Back sleepers can opt for a firmer mattress to stabilize and support their hips and lower lumbar. “If the mattress is too soft, the hips and pelvis may sink, holding the person into a 'v' or 'c' shape,” says Dr. Lees, “This may lead to lower back pain, neck stiffness, or aggravate a current condition.” 

Stomach sleepers

If you usually lie on your stomach, you will also want to go with a firmer mattress to keep your hips and pelvis aligned. However, this sleep position is not recommended for anyone with back pain. “Sleeping on your stomach with your head turned to one side puts extra stress on your neck, back, and pelvis,” says Dr. Grant Radermacher, owner of Ascent Chiropractic. If you usually lie on your stomach, try to train yourself to lie on your back, instead, as this will offer better distribution of your body weight, as well as aligning your spine and pelvis in a more natural way.

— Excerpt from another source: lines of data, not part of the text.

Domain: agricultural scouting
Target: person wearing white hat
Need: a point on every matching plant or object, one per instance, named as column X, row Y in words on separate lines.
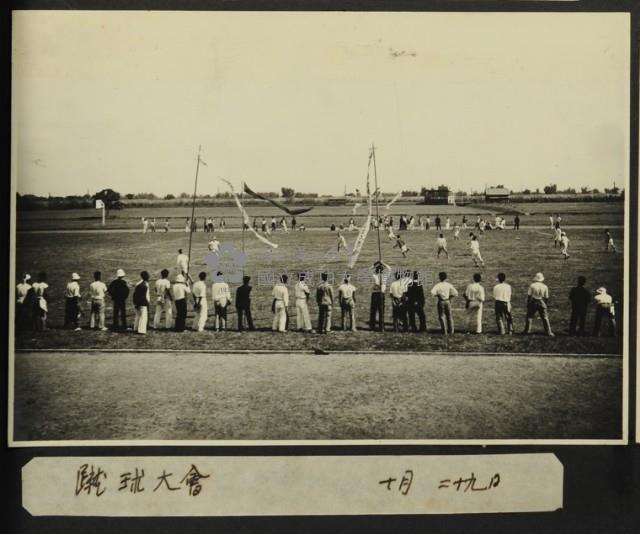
column 119, row 291
column 200, row 305
column 180, row 291
column 141, row 299
column 22, row 302
column 164, row 301
column 537, row 298
column 97, row 292
column 72, row 303
column 564, row 241
column 604, row 309
column 182, row 263
column 221, row 294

Man asleep on his side in bed

(Image credit: Getty)

Bear in mind, too, that your weight and build will also influence how firm or soft you need your mattress to be. “Someone who is very large may feel a medium mattress is too soft to sleep on their side, and a petite person may not cause a firm mattress to give much at all,” says Dr. Lees. There are also some more things to check for if you're not sure if it's your mattress that's causing your back pain or not. 

You won't truly get a feel for a mattress until you sleep on it. Fortunately, mattress trials have become a standard practice among top mattress brands. These at-home trials last anywhere from 100 nights to a full year – which is well beyond the three weeks it usually takes for a body to adjust to a new mattress.